Mary Lynne Gasaway Hill, Ph.D., Professor of English Literature and Language at St. Mary’s University, has been named a Fellow of the Royal Society for the Encouragement of Arts, Manufactures and Commerce, or RSA.
The RSA was founded in 1754 by William Shipley in London. During the next 100 years, “the Society encouraged innovation and excellence through this scheme in six areas” including agriculture, manufacture, chemistry, mechanics, polite arts, colonies and trade, according to the society’s website.
An RSA Fellowship is awarded to individuals whom the society’s judges to have made “outstanding achievements for social progress and development.” The society invites experts from a range of fields to help find innovative solutions to tackle society’s pressing challenges.
“I am humbled and honored to be named a Fellow of the RSA and look forward to engaging with thinkers, activists and change-makers in this renowned network,” Gasaway Hill said. “Being a Fellow facilitates the opening of windows to fresh vistas of thought on contemporary challenges, which in turn, generates creative responses to those challenges, which can then be shared and implemented.”
“Being part of this network will facilitate my own growth as a teacher-scholar, writer-poet and human being, while providing opportunities to share RSA life and learning with my students, colleagues and community members,” Gasaway Hill said.
Royal Society Fellow Derick Wilson of Ulster University and the Corrymeela Community in the United Kingdom nominated Gasaway Hill.

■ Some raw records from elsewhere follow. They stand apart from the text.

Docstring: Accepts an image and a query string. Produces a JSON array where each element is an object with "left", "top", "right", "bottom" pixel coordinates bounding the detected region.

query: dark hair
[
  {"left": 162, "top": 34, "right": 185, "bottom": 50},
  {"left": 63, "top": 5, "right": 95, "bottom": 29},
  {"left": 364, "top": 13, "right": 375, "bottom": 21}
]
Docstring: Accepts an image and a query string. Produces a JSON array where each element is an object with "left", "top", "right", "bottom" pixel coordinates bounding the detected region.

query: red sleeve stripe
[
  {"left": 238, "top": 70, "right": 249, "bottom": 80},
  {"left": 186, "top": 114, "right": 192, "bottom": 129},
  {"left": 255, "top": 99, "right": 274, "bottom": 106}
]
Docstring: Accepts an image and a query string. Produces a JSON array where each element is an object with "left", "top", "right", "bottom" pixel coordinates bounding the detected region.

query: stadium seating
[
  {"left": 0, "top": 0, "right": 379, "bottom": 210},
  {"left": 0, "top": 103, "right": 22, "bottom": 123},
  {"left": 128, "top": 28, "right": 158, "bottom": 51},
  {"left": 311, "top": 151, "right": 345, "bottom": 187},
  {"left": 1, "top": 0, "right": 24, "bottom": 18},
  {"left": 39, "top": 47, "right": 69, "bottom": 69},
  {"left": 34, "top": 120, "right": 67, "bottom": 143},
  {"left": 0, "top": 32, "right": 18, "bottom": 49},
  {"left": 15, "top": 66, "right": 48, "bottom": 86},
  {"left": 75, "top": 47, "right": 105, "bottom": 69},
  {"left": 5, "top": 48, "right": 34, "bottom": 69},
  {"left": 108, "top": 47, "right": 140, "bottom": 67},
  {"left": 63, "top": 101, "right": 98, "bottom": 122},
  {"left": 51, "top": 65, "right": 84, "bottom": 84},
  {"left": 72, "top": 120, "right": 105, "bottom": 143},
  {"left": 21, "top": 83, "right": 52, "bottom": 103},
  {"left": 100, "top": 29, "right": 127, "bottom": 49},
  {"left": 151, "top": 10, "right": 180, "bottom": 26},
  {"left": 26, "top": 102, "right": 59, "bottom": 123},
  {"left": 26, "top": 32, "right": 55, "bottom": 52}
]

In his recommendation, Wilson highlighted Gasaway Hill’s three books and noted that “over the past seven years, her undergraduate advisees had a graduation rate of 92%. The majority of these students are first-generation Hispanic college students whose national graduation rate is 54%. She has also supervised over 100 student researchers. … Her research, writing, teaching and civil society practices celebrate the language we use to tell the stories that animate us and the groups we belong to, and that contribute to peacebuilding and the common good.”
Wilson also stressed Gasaway Hill’s 10-year relationship with the Corrymeela peace and reconciliation centre in Northern Ireland, including her year-long residency as an international volunteer. She has returned regularly to Corrymeela as part of study abroad programs for students, for her own research and writing, and as part of the faculty for Storywork, a summer school in narrative practice focused on understanding narrative dynamics and how story is a key factor in personal, group and organizational well-being.
“Anyone, faculty colleagues, students and friends, who has worked with Dr. Hill, knows of her deep abiding commitment to social justice and the well-being of all people,” Pallansch said. “She continues to inspire me personally and I have witnessed the profound impact she has had on her many, many students.”
Gasaway Hill is the recipient of the Edward and Linda Speed Peace and Justice Fellowship, Excellence in Teaching Award from the City Council of San Antonio’s District 7, and the St. Mary’s University Distinguished Faculty and the Marianist Heritage Awards.